Open Source Projects Can Now Conduct Bug Bounty Programs On HackerOne Platform For Free

On the last Thursday, the HackerOne has announced the availability of a free version of their bug bounty platform named HackerOne Community Edition which will allow the open source projets tools for managing their vulnerability submissions and also creating bounty programs to further improve their software security.

According to the company, all the eligible open source projects will receive HackerOne Professional subscription service for free. This will provide them vulnerability submission coordination, which is a deduplication service and bounty programs for projects. HackerOne said they will still charge their usual 20 percent payment processing fee on all the cash bounties paid to the bug bounty hunters.

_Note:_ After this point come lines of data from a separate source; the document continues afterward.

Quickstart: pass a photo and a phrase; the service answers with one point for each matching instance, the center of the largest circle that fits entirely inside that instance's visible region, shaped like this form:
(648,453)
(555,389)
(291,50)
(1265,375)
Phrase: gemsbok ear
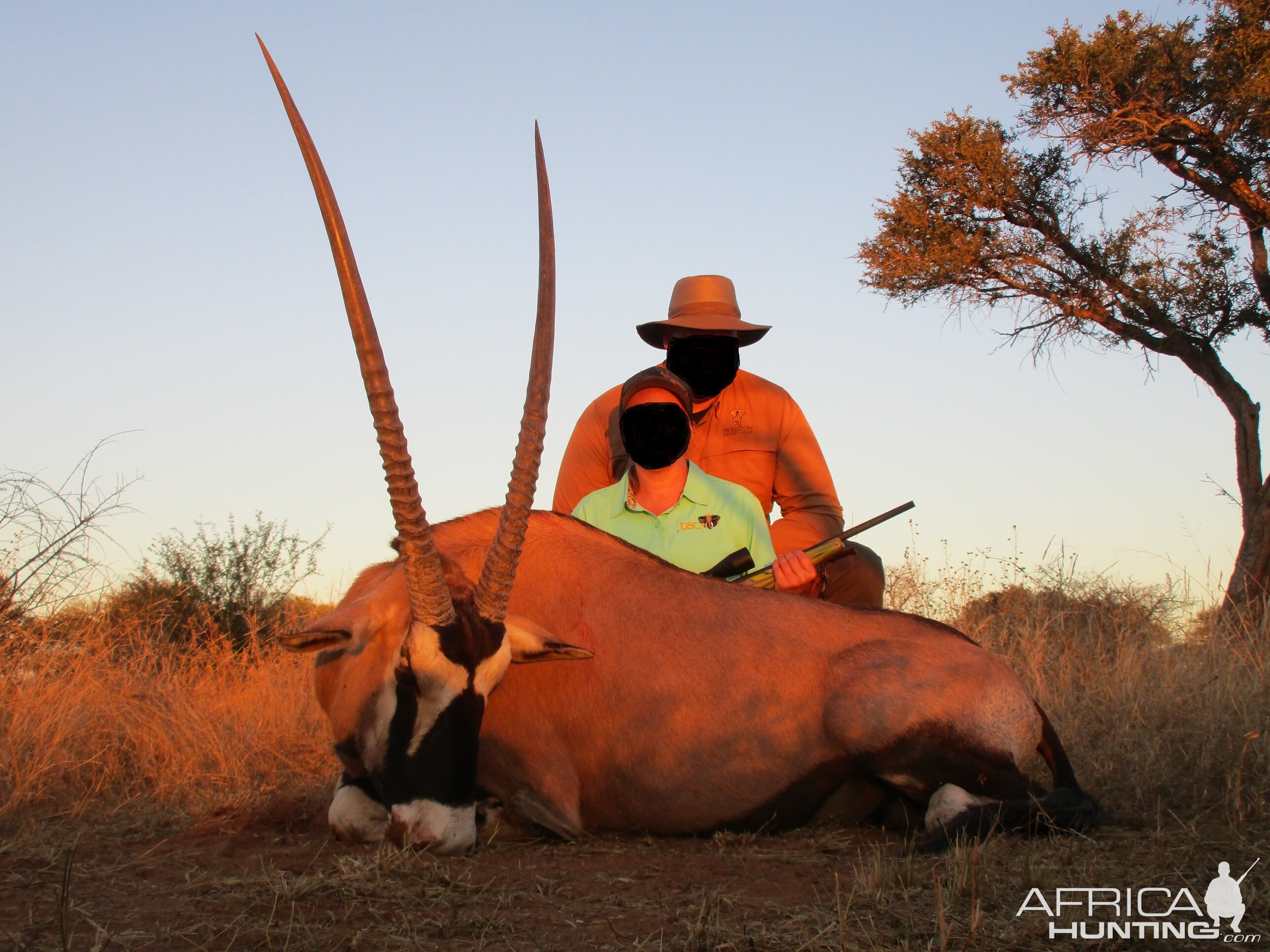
(532,643)
(312,640)
(337,629)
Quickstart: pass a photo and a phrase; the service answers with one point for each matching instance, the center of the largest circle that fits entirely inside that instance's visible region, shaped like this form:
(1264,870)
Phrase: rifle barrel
(878,519)
(834,547)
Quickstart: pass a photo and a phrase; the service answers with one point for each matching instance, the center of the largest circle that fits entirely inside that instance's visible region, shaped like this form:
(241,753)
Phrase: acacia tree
(984,220)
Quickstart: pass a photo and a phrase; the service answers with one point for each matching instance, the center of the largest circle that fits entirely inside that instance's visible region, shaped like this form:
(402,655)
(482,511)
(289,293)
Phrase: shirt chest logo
(738,426)
(704,522)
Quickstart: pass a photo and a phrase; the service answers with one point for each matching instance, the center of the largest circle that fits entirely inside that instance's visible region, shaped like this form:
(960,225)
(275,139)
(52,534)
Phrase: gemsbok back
(698,705)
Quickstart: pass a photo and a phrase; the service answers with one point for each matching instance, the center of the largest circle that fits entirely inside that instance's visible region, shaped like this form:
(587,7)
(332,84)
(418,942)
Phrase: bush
(234,584)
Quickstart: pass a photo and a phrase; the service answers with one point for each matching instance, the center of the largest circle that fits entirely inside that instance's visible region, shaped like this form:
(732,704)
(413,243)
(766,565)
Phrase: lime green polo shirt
(713,519)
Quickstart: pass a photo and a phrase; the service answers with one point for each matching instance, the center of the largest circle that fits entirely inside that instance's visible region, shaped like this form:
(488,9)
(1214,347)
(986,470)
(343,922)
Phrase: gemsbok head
(404,681)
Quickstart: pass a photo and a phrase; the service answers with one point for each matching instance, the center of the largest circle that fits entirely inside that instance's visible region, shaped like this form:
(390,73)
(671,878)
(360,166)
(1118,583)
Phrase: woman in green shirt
(670,507)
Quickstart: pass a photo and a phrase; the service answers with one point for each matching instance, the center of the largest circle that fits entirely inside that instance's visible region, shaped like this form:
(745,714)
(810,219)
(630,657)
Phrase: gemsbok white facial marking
(948,804)
(406,696)
(354,816)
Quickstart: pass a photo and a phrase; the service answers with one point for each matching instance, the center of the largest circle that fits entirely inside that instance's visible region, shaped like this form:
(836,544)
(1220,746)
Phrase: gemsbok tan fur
(694,705)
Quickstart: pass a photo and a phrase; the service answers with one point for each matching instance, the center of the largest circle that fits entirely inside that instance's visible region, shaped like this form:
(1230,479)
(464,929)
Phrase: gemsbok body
(690,705)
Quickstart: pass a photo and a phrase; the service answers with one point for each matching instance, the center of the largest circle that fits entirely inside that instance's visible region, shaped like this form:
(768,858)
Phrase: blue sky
(164,270)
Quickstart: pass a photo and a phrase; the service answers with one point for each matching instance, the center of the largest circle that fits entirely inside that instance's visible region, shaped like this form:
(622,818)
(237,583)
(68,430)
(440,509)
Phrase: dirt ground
(279,882)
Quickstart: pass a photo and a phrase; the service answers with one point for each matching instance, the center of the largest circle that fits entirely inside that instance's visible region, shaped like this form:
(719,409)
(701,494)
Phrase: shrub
(234,583)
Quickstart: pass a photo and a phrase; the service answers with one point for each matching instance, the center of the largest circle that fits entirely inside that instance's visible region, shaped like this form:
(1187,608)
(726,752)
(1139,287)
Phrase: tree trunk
(1250,578)
(1249,588)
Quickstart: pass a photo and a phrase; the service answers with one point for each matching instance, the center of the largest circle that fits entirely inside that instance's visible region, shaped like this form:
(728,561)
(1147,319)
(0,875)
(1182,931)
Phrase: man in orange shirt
(744,429)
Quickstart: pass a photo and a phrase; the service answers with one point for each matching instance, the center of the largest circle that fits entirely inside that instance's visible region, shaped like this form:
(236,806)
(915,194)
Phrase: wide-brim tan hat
(703,303)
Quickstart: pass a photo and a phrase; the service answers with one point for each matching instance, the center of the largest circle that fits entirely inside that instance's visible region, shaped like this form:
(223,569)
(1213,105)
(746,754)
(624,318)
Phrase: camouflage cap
(658,378)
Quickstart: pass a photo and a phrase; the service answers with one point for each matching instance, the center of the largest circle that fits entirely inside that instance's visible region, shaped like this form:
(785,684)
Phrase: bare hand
(795,574)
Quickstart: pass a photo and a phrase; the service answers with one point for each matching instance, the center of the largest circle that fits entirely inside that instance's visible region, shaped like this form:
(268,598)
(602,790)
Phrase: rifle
(1247,871)
(822,552)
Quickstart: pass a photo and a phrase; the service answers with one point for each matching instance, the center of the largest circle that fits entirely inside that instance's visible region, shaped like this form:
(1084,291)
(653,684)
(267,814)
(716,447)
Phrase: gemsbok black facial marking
(406,695)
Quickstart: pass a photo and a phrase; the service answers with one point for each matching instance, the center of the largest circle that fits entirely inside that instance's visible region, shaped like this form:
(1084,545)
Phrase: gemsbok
(694,705)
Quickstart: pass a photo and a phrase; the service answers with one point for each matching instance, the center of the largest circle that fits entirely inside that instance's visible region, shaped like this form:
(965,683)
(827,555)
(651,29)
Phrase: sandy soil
(279,882)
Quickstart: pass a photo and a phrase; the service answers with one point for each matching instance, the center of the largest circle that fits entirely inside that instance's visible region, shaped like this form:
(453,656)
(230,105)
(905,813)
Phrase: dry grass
(97,714)
(153,756)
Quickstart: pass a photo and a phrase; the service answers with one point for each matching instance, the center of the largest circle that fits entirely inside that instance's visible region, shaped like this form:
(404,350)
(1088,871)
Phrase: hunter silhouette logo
(1155,912)
(738,424)
(1223,899)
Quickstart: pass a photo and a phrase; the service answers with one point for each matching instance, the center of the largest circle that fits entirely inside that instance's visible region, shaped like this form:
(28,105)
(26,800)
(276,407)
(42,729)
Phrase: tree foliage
(1005,219)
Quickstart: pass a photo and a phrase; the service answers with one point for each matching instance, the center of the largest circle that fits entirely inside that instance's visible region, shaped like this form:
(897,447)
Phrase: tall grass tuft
(97,713)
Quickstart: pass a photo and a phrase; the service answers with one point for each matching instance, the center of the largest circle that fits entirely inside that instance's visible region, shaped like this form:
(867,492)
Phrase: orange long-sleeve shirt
(753,435)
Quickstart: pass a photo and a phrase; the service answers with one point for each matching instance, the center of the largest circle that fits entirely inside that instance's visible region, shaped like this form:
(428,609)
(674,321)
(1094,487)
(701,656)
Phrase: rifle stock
(822,552)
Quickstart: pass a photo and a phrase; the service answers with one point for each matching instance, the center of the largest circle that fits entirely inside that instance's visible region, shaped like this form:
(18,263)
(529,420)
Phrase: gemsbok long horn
(426,582)
(494,588)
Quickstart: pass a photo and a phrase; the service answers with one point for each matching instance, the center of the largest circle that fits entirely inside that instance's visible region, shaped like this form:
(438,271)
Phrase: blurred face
(654,428)
(708,362)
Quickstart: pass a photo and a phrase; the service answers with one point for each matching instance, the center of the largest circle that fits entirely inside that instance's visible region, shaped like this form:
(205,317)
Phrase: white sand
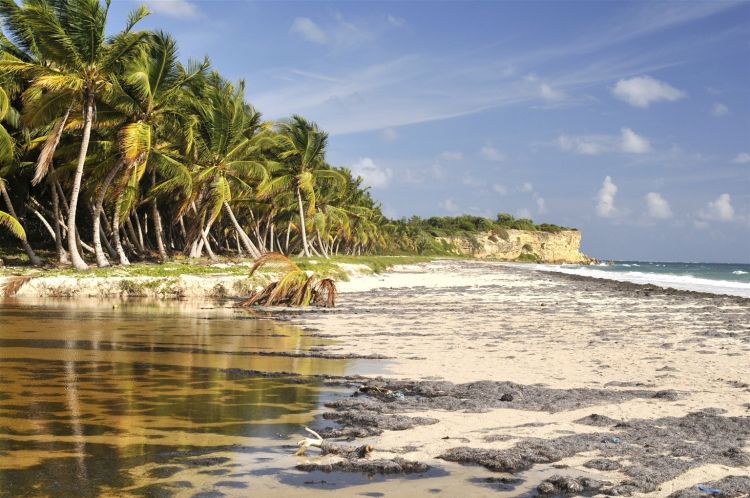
(471,321)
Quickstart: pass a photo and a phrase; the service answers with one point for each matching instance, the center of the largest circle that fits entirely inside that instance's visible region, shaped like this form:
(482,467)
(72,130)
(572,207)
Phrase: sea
(716,278)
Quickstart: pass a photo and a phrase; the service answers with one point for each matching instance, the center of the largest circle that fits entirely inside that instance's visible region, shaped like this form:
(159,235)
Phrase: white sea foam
(668,280)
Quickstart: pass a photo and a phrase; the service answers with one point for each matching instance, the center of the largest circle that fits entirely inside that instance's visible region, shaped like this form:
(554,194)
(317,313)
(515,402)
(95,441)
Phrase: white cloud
(587,145)
(551,94)
(500,188)
(719,210)
(605,206)
(449,205)
(471,181)
(174,8)
(641,91)
(632,143)
(372,175)
(307,29)
(491,153)
(719,110)
(541,206)
(450,155)
(658,207)
(389,134)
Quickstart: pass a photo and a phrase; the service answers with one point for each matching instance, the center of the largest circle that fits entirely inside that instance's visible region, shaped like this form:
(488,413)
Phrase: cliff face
(547,247)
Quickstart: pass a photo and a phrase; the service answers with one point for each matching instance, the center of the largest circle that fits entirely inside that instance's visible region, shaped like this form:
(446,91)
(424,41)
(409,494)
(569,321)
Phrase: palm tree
(149,94)
(230,140)
(303,147)
(82,62)
(7,158)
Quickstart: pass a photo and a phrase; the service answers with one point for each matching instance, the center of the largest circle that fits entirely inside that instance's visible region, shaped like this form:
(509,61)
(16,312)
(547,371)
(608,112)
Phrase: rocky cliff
(524,245)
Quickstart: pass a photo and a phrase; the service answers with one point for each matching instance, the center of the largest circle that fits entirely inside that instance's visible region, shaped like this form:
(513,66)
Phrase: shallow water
(103,398)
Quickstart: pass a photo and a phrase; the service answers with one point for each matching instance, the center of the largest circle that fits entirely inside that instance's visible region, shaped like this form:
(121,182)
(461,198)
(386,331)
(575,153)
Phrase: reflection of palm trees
(74,406)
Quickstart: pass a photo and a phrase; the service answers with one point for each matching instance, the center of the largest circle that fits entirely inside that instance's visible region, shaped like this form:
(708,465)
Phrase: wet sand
(497,378)
(470,321)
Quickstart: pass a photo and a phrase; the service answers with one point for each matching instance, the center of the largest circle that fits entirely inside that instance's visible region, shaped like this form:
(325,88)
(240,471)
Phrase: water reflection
(142,400)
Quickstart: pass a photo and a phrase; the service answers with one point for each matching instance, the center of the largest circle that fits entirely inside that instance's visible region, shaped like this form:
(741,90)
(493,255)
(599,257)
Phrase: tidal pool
(135,398)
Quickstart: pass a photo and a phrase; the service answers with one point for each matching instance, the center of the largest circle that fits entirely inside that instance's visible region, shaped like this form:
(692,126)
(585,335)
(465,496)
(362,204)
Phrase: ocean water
(716,278)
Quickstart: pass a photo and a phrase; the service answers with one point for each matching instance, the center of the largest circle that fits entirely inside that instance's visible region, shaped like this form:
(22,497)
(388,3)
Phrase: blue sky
(628,120)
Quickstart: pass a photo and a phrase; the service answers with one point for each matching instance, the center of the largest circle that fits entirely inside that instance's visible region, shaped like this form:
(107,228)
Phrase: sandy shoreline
(471,321)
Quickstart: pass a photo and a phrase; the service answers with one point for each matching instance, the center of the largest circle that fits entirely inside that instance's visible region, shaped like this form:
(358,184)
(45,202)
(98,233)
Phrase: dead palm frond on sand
(294,288)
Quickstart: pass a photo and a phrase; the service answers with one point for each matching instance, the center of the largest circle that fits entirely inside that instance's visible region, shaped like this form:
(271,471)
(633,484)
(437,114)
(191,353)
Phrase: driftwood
(12,285)
(328,448)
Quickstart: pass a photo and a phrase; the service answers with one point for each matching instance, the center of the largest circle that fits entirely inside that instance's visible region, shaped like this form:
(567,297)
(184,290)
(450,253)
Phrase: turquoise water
(716,278)
(732,272)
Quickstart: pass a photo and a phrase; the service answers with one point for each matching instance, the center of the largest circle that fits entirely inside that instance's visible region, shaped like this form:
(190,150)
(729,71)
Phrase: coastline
(572,354)
(462,324)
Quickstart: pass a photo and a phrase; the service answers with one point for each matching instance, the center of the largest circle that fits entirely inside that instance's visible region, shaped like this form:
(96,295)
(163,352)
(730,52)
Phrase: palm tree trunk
(158,230)
(204,237)
(116,232)
(88,118)
(302,224)
(101,259)
(26,247)
(62,255)
(107,228)
(249,246)
(132,236)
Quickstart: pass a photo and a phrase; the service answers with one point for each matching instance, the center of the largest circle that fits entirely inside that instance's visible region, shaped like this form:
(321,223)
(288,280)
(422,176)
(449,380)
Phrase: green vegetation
(419,235)
(113,151)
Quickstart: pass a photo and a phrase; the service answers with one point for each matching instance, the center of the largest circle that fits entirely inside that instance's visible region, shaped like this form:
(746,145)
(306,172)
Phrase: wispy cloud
(450,155)
(720,209)
(633,143)
(372,174)
(489,152)
(628,142)
(174,8)
(605,205)
(718,110)
(308,30)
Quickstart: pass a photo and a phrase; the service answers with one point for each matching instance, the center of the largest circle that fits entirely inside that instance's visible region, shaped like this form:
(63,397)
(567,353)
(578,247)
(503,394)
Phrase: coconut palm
(7,159)
(82,62)
(229,140)
(302,146)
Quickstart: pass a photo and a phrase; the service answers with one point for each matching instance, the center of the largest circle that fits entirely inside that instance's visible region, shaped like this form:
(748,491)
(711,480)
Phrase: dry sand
(467,321)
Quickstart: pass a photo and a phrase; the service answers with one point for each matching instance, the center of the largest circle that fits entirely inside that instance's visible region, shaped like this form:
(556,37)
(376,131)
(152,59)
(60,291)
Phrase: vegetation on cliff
(112,151)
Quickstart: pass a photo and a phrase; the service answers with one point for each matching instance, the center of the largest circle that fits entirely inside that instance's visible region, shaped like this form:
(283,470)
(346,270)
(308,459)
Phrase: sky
(627,120)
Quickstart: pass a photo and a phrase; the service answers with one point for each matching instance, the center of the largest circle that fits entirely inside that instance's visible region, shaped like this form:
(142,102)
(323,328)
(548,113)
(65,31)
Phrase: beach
(465,377)
(471,321)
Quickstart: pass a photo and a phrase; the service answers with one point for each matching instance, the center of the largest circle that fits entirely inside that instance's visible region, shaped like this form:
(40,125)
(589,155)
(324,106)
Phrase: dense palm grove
(112,150)
(117,151)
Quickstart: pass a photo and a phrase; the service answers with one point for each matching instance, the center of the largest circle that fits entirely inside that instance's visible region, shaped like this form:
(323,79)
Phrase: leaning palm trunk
(116,232)
(305,248)
(158,231)
(26,247)
(249,246)
(75,256)
(62,255)
(101,259)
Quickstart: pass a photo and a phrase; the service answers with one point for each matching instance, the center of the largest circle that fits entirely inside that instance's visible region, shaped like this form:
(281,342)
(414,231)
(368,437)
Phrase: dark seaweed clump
(656,450)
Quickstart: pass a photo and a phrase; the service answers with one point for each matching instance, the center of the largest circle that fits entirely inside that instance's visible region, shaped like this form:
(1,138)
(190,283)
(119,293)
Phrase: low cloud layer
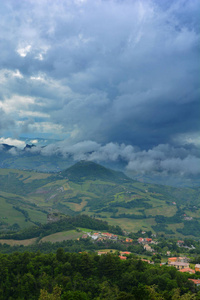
(163,158)
(114,73)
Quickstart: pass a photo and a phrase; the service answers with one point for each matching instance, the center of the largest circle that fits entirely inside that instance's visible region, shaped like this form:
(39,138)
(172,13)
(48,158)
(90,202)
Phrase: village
(181,263)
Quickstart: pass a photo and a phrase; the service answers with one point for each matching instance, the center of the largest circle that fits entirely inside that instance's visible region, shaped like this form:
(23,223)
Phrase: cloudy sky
(116,78)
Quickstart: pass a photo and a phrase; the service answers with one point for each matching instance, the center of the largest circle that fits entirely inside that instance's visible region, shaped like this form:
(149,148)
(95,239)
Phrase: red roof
(196,281)
(122,257)
(187,270)
(140,240)
(148,239)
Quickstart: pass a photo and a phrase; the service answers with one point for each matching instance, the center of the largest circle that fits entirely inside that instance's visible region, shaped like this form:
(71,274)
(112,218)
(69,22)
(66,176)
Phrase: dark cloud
(114,72)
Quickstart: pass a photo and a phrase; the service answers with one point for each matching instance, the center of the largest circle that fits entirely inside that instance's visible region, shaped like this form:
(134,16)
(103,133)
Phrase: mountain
(88,170)
(27,197)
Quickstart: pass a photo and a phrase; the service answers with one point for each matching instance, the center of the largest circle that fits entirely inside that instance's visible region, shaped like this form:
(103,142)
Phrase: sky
(110,79)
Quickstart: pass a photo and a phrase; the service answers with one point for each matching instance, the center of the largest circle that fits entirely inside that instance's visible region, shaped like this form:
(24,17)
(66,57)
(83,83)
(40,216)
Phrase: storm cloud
(122,74)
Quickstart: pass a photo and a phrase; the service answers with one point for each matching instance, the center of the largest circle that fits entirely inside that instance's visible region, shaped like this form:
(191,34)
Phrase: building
(129,240)
(195,281)
(125,253)
(122,257)
(187,270)
(148,248)
(197,268)
(140,240)
(179,265)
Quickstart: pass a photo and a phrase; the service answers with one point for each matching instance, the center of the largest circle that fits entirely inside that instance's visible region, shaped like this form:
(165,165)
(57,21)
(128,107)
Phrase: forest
(85,276)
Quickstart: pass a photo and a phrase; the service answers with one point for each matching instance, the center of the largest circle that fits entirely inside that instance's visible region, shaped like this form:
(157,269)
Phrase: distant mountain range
(27,197)
(25,159)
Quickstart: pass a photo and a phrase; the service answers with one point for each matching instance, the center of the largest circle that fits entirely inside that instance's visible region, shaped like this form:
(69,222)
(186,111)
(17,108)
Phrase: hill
(27,197)
(88,170)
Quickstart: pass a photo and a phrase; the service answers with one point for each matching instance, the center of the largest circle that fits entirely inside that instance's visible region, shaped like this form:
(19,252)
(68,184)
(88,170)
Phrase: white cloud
(12,142)
(23,51)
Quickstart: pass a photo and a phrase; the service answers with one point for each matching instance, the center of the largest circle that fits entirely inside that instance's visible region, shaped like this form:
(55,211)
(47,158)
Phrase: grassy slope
(37,192)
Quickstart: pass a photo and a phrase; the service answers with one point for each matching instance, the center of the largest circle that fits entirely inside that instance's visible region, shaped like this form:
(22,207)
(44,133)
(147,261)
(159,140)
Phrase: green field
(62,236)
(26,198)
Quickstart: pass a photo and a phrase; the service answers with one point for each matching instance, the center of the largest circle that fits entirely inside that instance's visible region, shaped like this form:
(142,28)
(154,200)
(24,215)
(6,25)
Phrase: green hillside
(27,197)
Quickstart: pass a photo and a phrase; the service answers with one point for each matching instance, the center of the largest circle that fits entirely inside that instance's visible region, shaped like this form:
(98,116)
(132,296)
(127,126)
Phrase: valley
(27,197)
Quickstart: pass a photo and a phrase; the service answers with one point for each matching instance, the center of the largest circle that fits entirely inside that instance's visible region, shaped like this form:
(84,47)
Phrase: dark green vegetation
(89,276)
(27,197)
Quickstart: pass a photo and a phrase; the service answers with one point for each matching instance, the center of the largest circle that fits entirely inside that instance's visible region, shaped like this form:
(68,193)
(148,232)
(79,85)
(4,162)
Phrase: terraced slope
(26,198)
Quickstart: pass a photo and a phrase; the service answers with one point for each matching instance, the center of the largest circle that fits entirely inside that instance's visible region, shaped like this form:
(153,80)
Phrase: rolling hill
(27,197)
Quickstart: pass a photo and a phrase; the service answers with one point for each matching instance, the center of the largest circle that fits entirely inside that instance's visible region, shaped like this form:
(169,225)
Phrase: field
(18,242)
(62,236)
(27,197)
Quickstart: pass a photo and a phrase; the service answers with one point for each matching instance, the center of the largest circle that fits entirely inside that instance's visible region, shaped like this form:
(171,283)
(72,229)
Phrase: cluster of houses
(102,236)
(146,243)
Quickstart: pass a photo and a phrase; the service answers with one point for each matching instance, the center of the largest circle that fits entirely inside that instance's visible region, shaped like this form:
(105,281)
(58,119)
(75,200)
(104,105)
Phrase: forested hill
(65,276)
(87,170)
(27,197)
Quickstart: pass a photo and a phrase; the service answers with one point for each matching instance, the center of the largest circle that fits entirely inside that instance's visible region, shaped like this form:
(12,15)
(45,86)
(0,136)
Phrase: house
(148,240)
(140,240)
(187,270)
(129,240)
(182,259)
(122,257)
(125,253)
(197,268)
(172,259)
(108,235)
(179,265)
(84,236)
(102,252)
(178,259)
(195,281)
(148,248)
(180,243)
(146,260)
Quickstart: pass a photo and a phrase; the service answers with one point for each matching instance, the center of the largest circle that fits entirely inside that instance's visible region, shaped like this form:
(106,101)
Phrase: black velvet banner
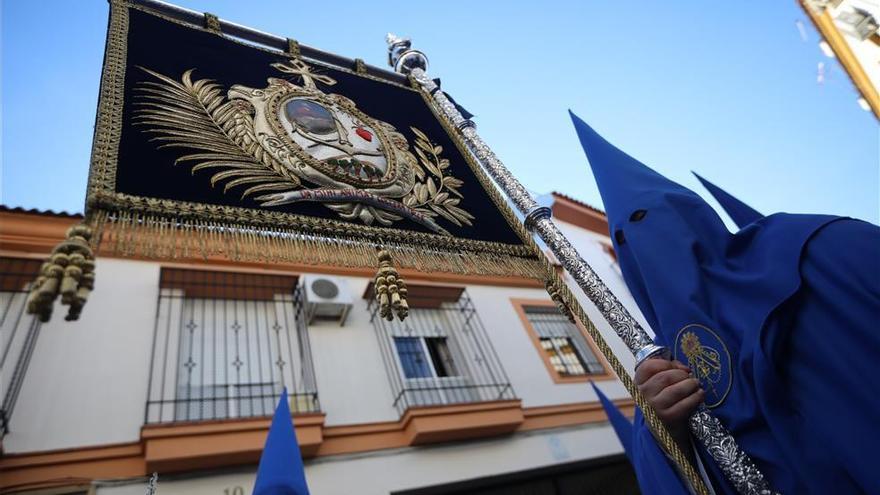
(377,158)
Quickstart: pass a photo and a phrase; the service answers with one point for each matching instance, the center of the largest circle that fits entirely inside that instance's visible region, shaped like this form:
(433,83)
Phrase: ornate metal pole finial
(402,57)
(152,485)
(737,466)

The CEO of HackerOne, Marten Mickos spoke to the threatpost through an email statement that the program was the first of its kind. He said that HackerOne aims to ensure that open-source projects received a great support when it comes to running simple, productive and efficient security programs.

“Our company, product, and approach is inspired by, built-on, and also driven by open source and a culture of the collaborative software development,” says HackerOne. “We want to give something back.”

HackerOne is connecting businesses with the security researchers to help them find software vulnerabilities since it was founded back in 2012. It has ben a great platform form for companies for both public and private bounties, including Kaspersky Lab, Microsoft, Twitter, Adobe, and Facebook. On Thursday, the Rockstar Games became the latest company to announce a public bounty program.

HackerOne said it recognises that open source underpins many products and services and said it was compelled to offer the HackerOne Professional subscription for free. The company said currently 36 open source projects use its platform and more than 1,200 vulnerabilities have been resolved in projects, including Ruby, Rails, Discourse, Django, GitLab, Brave, and Sentry.